I'd start by adhering the LED strips on a thin conductive backplane, say made out of galvanized steel or stainless. Then locally connect several ground points on each strip to the backplane, using short (1" max) wires. That backplane constitutes a GND return. I'd say the jumpers should be no farther than 6" apart along each strip. If that works, you can always spread them further apart.
VCC should still be distributed using the vertical bus, put in the middle of the length of the strips, not at the end. The bus should be glued to the backplane using e.g. thin double sided tape, and the jumpers from the bus to the VCC points on the strips should be short - 1" max.
Connect a dedicated LED power supply between the backplane and the vertical bus. This should be a "floating" power supply with DC output that is not earth-referenced, and should not be used to power anything else but the LEDs. This is very important to avoid ground loops. Twist the wires going from the power supply to the display.
Now you have two options:
Run data in a daisy chain. With the backplane and tight power distribution as above, this may now work well enough, EMI-wise. Connect the MCU to the first LED strip using a shielded cable. Connect the shield directly to the backplane right next to where it connects to the LED strip, and also to the GND plane on the controller that generates the control signals.
Verify that there are only two external connections that connect to the backplane: the shield of the control signal, and the (-) side of the LED power supply.
Run data separately to each strip, using a thin shielded cable for each connection from the controller to the strips. The controller will have to generate several signals in parallel, or it can activate those connections individually one after another. One shield should be terminated on both ends. Shields from other cables can be terminated on the controller end only.

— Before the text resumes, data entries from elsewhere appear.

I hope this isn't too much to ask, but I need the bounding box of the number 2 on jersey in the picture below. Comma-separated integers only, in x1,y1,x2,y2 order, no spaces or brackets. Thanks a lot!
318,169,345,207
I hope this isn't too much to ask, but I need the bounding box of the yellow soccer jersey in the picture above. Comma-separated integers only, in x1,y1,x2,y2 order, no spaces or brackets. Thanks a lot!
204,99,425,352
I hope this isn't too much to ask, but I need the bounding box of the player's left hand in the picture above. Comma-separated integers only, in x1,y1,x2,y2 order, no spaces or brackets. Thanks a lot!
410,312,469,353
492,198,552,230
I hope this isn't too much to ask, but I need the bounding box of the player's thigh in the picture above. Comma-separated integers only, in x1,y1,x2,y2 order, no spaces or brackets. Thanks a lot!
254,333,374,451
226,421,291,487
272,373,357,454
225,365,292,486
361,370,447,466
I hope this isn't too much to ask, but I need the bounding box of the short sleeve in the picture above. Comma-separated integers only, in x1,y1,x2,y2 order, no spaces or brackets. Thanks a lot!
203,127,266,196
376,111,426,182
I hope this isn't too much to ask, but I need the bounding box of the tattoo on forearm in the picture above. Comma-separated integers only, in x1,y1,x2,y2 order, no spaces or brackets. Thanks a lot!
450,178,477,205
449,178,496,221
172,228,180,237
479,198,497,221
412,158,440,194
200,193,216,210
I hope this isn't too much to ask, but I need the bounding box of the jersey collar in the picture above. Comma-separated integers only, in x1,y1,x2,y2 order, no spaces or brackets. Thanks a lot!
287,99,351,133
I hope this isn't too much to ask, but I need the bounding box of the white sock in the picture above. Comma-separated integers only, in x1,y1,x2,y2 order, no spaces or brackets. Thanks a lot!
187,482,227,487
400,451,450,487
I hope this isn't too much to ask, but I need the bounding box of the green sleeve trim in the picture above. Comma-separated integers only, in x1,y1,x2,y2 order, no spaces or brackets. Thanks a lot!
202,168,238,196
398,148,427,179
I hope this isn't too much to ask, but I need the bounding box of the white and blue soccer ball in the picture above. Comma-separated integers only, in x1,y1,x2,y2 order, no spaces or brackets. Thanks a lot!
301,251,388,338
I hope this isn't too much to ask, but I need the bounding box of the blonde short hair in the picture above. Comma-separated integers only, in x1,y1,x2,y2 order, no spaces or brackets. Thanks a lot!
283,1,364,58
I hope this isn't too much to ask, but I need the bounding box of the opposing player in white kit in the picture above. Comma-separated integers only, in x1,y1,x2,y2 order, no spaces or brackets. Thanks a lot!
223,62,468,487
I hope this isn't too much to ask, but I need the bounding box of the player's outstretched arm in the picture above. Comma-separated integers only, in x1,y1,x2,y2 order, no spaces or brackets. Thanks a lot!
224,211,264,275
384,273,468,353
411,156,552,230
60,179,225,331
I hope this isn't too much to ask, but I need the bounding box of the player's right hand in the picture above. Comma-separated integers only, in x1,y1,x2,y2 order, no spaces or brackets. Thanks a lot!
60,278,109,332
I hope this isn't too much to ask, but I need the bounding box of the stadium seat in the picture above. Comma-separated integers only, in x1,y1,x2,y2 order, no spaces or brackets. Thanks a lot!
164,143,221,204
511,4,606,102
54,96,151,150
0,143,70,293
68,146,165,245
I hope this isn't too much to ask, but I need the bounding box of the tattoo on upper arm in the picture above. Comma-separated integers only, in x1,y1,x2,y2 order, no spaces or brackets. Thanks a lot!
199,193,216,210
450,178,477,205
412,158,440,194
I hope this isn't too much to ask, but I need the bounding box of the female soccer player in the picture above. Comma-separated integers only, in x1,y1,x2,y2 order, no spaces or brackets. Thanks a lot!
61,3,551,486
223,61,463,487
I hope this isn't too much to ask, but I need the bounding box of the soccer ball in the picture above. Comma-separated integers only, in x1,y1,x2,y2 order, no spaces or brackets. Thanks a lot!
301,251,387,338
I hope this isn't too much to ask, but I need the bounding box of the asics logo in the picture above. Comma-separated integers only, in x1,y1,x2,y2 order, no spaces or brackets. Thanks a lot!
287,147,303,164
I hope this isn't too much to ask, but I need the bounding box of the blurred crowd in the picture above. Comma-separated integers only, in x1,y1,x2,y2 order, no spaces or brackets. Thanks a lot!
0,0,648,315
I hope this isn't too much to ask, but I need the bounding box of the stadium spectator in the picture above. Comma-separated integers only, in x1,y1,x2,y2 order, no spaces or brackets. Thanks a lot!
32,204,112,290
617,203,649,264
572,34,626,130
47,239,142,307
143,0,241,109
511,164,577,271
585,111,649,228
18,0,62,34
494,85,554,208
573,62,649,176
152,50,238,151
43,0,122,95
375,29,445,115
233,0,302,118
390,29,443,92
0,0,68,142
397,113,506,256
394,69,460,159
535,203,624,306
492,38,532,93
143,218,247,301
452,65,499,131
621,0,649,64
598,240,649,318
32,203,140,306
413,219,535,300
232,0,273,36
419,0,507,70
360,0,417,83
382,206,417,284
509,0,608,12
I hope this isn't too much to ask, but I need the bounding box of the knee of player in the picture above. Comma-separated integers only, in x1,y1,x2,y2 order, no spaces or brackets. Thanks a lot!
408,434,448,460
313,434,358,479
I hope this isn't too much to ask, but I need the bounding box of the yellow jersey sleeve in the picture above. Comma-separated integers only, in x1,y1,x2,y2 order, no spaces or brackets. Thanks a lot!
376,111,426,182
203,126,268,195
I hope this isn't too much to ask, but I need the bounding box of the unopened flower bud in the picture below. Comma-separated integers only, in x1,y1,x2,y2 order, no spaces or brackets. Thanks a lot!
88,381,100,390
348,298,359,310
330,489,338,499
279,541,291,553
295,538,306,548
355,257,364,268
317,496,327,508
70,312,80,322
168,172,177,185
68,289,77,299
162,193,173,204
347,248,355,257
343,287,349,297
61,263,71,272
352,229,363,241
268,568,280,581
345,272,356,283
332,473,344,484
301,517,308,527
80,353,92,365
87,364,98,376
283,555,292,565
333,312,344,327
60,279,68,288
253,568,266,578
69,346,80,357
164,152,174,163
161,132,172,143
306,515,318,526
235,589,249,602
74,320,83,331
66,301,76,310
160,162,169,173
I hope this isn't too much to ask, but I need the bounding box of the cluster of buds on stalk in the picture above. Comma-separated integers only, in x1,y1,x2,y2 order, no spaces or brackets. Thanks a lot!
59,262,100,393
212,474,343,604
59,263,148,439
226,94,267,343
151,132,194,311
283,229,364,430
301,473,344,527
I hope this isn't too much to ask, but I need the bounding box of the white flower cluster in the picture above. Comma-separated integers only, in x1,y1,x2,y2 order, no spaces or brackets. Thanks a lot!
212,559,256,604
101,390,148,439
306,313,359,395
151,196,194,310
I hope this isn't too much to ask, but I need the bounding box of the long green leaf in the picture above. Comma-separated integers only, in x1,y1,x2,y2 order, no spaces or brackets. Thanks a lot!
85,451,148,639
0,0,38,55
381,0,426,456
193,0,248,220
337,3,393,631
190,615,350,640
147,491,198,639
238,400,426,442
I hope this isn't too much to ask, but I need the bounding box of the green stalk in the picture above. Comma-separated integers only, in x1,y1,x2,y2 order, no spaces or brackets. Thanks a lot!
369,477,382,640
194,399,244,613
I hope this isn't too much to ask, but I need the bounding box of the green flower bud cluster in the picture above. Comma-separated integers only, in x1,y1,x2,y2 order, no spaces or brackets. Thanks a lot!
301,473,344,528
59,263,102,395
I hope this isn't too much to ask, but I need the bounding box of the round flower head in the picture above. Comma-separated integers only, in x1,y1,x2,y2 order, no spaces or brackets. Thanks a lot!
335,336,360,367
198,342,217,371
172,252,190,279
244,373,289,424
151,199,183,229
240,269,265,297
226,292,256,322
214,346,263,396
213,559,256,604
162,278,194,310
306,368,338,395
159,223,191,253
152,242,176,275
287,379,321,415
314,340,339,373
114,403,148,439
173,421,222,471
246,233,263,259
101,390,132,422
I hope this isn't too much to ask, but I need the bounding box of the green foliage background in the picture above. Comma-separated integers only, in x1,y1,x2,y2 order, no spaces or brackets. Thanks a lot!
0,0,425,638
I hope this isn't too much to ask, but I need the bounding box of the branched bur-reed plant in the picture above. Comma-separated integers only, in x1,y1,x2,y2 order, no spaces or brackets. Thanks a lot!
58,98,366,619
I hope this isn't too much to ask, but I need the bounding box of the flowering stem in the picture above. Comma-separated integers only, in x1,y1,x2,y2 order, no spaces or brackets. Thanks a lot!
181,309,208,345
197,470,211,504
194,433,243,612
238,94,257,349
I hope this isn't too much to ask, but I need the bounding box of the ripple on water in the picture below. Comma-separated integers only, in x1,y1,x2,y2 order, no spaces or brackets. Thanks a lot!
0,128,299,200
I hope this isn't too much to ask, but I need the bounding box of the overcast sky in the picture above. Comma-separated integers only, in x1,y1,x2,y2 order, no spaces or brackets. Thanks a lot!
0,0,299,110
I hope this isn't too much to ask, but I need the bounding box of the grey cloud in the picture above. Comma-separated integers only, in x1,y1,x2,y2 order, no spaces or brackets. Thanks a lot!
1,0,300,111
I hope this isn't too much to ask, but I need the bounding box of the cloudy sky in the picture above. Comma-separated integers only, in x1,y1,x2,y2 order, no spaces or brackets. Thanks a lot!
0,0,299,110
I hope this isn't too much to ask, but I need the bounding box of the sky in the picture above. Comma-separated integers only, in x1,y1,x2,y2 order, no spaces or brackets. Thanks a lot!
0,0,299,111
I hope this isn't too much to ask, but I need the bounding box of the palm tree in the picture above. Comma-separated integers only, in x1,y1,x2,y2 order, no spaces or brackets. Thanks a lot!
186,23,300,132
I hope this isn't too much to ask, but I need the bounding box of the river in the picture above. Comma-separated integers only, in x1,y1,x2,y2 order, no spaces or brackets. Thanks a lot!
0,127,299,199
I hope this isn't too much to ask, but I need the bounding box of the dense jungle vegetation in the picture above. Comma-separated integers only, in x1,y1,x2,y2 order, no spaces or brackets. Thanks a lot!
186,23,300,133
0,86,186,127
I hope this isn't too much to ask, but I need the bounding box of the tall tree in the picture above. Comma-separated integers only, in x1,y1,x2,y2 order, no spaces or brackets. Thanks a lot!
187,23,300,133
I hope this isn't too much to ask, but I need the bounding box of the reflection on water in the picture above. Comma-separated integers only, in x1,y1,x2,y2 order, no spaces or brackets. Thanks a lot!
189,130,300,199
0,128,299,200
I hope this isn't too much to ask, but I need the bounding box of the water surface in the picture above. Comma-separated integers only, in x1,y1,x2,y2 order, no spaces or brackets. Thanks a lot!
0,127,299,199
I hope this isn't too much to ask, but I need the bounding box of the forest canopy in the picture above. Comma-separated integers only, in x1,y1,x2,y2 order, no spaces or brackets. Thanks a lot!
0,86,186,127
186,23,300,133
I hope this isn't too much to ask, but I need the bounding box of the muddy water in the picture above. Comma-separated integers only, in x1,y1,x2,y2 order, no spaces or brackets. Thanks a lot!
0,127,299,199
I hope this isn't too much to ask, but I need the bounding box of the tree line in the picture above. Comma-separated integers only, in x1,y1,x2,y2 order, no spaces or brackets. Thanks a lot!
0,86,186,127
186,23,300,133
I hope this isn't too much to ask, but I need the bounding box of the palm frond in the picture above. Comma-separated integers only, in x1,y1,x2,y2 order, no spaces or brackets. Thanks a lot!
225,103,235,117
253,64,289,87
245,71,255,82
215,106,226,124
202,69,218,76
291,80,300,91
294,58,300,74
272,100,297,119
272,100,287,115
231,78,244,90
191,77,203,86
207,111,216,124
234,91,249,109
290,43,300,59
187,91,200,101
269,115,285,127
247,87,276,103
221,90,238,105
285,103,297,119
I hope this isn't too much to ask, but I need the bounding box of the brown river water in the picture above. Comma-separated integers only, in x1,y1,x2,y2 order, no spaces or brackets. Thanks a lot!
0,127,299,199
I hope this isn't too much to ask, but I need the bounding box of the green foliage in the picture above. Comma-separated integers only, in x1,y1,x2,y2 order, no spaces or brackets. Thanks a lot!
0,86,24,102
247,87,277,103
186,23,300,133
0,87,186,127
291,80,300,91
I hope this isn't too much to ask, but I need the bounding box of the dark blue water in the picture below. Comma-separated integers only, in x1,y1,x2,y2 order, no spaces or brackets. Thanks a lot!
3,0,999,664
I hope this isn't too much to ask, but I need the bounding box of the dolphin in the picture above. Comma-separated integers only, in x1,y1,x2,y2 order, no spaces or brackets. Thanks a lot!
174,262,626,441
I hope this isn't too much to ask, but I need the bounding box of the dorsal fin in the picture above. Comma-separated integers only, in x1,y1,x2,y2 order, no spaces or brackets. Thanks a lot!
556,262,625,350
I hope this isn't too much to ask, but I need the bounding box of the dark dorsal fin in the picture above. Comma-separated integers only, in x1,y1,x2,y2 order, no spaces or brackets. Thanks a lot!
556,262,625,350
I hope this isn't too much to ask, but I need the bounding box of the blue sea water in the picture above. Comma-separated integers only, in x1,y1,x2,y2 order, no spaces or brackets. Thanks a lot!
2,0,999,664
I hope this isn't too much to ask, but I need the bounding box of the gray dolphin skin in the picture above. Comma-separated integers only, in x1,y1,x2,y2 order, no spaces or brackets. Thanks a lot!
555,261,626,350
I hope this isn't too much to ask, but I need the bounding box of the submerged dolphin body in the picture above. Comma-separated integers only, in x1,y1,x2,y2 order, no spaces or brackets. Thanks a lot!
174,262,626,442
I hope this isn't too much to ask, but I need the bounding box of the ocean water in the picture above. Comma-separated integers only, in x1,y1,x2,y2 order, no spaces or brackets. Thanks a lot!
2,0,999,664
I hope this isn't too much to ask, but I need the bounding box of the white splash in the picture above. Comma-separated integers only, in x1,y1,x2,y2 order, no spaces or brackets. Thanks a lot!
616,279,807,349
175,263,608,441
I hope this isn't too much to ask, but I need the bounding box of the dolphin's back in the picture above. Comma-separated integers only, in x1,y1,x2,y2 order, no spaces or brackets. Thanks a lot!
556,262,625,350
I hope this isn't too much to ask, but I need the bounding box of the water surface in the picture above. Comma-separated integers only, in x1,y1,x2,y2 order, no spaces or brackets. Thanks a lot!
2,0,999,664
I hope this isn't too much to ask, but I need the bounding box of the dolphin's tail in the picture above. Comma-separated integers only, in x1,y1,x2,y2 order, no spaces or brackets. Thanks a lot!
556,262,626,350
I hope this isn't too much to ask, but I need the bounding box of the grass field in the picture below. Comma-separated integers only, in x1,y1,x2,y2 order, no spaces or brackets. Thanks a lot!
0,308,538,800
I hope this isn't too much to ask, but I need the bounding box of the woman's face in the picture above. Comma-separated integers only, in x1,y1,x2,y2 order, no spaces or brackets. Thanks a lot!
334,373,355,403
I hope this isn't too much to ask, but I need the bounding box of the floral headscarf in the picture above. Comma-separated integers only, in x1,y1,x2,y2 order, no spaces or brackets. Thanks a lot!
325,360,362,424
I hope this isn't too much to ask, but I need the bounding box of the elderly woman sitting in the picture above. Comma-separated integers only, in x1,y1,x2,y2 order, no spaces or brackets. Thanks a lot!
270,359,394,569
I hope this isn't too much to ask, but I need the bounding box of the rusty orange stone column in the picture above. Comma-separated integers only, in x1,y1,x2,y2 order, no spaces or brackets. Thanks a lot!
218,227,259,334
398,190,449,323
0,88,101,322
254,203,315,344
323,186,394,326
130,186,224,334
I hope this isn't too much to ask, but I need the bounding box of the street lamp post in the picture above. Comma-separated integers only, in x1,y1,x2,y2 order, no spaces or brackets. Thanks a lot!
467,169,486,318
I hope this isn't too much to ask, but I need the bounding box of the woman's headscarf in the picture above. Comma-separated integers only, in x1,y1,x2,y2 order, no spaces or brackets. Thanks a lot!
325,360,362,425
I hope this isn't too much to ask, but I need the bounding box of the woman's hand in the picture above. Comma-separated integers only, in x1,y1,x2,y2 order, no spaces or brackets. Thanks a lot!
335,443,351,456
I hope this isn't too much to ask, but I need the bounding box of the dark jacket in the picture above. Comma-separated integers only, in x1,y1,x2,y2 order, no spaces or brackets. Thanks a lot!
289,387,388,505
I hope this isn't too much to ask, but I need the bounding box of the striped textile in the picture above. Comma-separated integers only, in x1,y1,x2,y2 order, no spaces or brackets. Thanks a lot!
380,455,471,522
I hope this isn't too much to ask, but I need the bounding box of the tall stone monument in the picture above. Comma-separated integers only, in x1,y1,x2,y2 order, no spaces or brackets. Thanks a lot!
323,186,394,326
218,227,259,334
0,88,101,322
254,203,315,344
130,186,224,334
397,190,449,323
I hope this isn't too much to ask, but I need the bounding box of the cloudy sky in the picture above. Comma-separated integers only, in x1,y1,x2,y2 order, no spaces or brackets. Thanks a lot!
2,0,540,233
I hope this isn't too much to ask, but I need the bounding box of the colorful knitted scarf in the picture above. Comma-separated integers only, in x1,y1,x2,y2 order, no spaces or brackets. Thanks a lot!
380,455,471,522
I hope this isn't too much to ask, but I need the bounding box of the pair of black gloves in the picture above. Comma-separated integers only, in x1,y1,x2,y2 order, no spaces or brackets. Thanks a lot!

Verify that there are only two external connections that connect to the backplane: the shield of either one control signal or all of them, and the (-) side of the LED power supply. The choice between connecting one shield or all shields to the backplane may have some effect, and it's hard to tell which way will be better at the moment.
The LED power supply should not connect anywhere but to the backplane and the busbar. The wires should be either in a common shield, or twisted together.
The daisy chained option would look like this:
With this approach, there is a reasonable return path for the control signal current - it will flow on the backplane directly under each strip.
The wires that daisy chain the strips must be laying flat on the backplane - use tape to hold them down for testing. For production, the backplane can have pairs of holes through which you'd loop a zip-tie to retain those cables. Similarly you can strain-relieve the PSU wires and the shielded control cable.
I have had a similar project a couple years ago, and I didn't even bother with a single backplane. The design had two CNC-cut aluminum sheets it was sandwiched between. The thicker one was a backplane and a mechanical mount. The thinner one on the front was a shield, with a nice cutout for each LED. The shield had push-in threaded studs on standoffs, to maintain distance between the shield and the backplane. The backplane had mating holes. Nuts with captive lock washers were used on the back of the backplane to capture the shield hardware.
The shield had a distributed connection to the backplane via the mounting hardware.
We also ran copper tape on conductive backing around the outer seam between the shield and the backplate. It wasn't necessary just to pass EMC, but it did improve things so it was left in place following the "less EMI is better" mantra.